Se você der um Google em “cyberbullying”, encontrará definições como a do Conselho Nacional de Prevenção contra Crimes dos Estados Unidos: “o processo de usar a internet, celulares ou outros dispositivos para enviar posts, com textos ou imagens, com o intuito de machucar ou humilhar outra pessoa”. Só que verbetes desse tipo, de dicionários e afins, não ajudam, de fato, a compreender o fenômeno. O cyberbullying por muito tempo foi tratado com desdém – e ainda é, por alguns. Quem nunca ouviu argumentações como “mas ela pediu por isso, pois topou a foto”, quando se debatem casos como os de revenge porn, nos quais um criminoso (não há outra forma de ser chamado) vaza fotos íntimas (normalmente, de um(a) ex-amante) com o objetivo de tornar embaraçosa a vida alheia? Também há aqueles que – acredite! – defendem que o ódio virtual que valentões conectados espalham contra seus alvos, principalmente quando ambos os lados ainda estão na fase da adolescência, seria algo, digamos, “comum”. Já ouvi muito (inclusive, de ditos experts): “Não é diferente de quando, antes da era on-line, estudantes se zoavam na escola (o bullying ‘costumeiro’)”. Bobagem.
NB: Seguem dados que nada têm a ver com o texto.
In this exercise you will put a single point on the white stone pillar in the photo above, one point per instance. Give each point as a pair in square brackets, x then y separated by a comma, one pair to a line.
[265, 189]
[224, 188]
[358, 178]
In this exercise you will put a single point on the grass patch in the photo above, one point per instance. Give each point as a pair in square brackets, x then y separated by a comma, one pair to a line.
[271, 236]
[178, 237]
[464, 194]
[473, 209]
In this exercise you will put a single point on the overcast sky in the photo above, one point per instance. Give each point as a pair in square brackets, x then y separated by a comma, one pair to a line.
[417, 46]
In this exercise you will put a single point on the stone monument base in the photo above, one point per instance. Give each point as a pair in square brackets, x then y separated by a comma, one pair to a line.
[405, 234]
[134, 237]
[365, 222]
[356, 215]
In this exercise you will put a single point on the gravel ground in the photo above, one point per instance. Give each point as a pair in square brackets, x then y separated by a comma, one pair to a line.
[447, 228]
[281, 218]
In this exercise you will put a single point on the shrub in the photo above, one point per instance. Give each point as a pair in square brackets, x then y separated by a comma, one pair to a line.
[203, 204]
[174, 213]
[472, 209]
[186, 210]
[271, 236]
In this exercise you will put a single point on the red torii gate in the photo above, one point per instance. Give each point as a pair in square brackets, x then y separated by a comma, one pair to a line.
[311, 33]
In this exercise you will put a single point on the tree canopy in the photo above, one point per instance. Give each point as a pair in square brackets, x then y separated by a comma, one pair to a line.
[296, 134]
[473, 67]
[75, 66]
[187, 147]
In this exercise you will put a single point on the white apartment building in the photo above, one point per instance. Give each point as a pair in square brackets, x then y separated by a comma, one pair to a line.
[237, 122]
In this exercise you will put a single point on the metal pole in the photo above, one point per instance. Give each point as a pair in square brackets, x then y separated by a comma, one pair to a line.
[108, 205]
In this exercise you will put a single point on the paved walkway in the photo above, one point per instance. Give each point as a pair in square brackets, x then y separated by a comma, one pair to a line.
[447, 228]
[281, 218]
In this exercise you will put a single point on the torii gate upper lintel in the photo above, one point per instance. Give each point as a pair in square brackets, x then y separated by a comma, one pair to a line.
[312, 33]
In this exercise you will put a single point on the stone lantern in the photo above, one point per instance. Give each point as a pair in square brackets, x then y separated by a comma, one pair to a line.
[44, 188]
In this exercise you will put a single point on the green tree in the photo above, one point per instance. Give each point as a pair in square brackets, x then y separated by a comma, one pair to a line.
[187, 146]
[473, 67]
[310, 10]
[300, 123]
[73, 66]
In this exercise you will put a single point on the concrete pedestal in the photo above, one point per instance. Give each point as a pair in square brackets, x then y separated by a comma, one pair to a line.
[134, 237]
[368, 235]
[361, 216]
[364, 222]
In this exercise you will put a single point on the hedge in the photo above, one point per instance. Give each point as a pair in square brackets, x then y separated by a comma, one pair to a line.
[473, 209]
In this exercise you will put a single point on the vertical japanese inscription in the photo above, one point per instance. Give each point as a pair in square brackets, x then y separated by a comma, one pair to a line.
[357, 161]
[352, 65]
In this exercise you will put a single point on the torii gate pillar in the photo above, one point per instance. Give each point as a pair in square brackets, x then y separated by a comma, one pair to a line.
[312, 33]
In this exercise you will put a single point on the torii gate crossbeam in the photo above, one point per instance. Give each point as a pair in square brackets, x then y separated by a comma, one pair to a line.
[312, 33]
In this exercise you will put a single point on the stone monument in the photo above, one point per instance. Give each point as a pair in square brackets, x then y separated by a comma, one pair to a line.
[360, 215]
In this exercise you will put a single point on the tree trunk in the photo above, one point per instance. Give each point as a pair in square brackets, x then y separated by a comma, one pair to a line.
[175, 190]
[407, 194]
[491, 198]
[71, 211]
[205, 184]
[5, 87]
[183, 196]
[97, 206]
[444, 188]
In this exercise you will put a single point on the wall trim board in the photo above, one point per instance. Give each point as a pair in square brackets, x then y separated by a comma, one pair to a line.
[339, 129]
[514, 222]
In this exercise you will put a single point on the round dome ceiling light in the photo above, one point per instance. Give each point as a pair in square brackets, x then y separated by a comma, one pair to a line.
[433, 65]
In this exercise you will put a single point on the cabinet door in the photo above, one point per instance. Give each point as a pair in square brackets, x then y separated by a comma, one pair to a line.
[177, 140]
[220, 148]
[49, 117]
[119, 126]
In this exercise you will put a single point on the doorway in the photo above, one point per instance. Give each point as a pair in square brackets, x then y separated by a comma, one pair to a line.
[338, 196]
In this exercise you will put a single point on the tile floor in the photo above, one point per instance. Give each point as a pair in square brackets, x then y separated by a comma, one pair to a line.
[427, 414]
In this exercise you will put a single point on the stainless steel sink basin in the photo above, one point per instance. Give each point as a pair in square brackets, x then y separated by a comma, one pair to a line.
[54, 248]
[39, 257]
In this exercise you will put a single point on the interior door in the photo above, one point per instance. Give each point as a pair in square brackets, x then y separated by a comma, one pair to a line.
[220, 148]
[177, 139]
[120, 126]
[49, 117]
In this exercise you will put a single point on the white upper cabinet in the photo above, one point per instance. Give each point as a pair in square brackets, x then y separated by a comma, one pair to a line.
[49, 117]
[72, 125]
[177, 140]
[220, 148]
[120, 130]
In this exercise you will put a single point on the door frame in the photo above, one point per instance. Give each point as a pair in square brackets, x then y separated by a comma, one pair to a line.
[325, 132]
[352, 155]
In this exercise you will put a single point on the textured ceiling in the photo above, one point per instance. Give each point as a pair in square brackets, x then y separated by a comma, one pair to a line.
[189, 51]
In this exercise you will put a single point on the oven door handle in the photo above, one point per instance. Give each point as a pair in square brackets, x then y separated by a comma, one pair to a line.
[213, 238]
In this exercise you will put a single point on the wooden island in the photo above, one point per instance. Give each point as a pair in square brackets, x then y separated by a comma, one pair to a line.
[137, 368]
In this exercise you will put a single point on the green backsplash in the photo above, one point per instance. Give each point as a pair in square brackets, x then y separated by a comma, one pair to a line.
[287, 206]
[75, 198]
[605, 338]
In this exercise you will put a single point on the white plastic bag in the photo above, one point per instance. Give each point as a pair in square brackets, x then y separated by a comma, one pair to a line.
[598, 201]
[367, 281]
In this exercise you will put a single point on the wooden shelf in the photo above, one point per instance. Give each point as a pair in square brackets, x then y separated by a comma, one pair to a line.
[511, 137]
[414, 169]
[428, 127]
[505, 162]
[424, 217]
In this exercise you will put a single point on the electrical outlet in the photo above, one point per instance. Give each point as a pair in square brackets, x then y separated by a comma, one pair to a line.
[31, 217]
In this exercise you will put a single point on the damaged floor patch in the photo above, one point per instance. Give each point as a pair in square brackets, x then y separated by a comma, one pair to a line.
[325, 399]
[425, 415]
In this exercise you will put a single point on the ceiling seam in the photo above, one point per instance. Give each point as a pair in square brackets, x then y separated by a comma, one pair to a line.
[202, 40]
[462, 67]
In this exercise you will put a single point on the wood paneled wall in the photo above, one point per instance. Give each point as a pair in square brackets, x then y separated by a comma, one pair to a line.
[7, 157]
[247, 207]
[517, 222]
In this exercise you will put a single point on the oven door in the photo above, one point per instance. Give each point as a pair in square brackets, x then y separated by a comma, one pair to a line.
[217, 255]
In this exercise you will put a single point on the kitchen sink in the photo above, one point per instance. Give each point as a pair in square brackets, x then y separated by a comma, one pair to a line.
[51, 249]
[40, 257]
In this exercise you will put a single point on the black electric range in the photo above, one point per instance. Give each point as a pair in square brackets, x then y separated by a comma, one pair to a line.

Repito, e acrescento: bobagem irresponsável que acaba por alimentar e defender um comportamento que pode (literalmente) acabar com a vida de inocentes. O cyberbullying é um fenômeno de contornos trágicos, que tem impactado a sociedade, tanto no âmbito coletivo, quanto no individual / familiar. De uma forma nunca antes equiparada por outros tipos de agressões, como as “zoeiras” do colégio.
Quando eu tinha meus 12 anos, eu era um garoto nerd, típico alvo de bullying na escola. As humilhações eram várias: tirar meus óculos, zoar os pelos que começavam a crescer em meu rosto, passar rasteiras no intervalo de aulas, se agrupar com outros garotos para tirar minha camiseta e me jogar no lixo do pátio do colégio… enfim, era enorme a criatividade dos valentões. Entretanto, ainda era um sofrimento estritamente individual. Minha reação inicial, naquela idade, foi me distanciar ao máximo dos agressores – na verdade, por um tempo, de outros jovens, em geral –, isolar-me em meu quarto, com meu videogame e meu PC (com o qual, admito, realizava traquinagens, hackeando o computador daqueles que me enchiam na vida real), e distrair-me com atividades que eu podia fazer sozinho, em busca de um ponto de equilíbrio. Depois de um período apelando a essa tática de solidão, retornei ao mundo, mais preparado e balanceado, e enfrentei os bullies.
Dei a volta por cima. Encarei o problema sozinho e tive a opção de apagá-lo da memória; não só da minha, mas também da coletiva. Naquela época (anos 90), ninguém poderia rever, em meu Facebook, Twitter, ou perfil no YouTube, o mal que cheguei a sofrer. Um que, para um adulto, pouco significado tem. Mas, para a criança que fui, era devastador.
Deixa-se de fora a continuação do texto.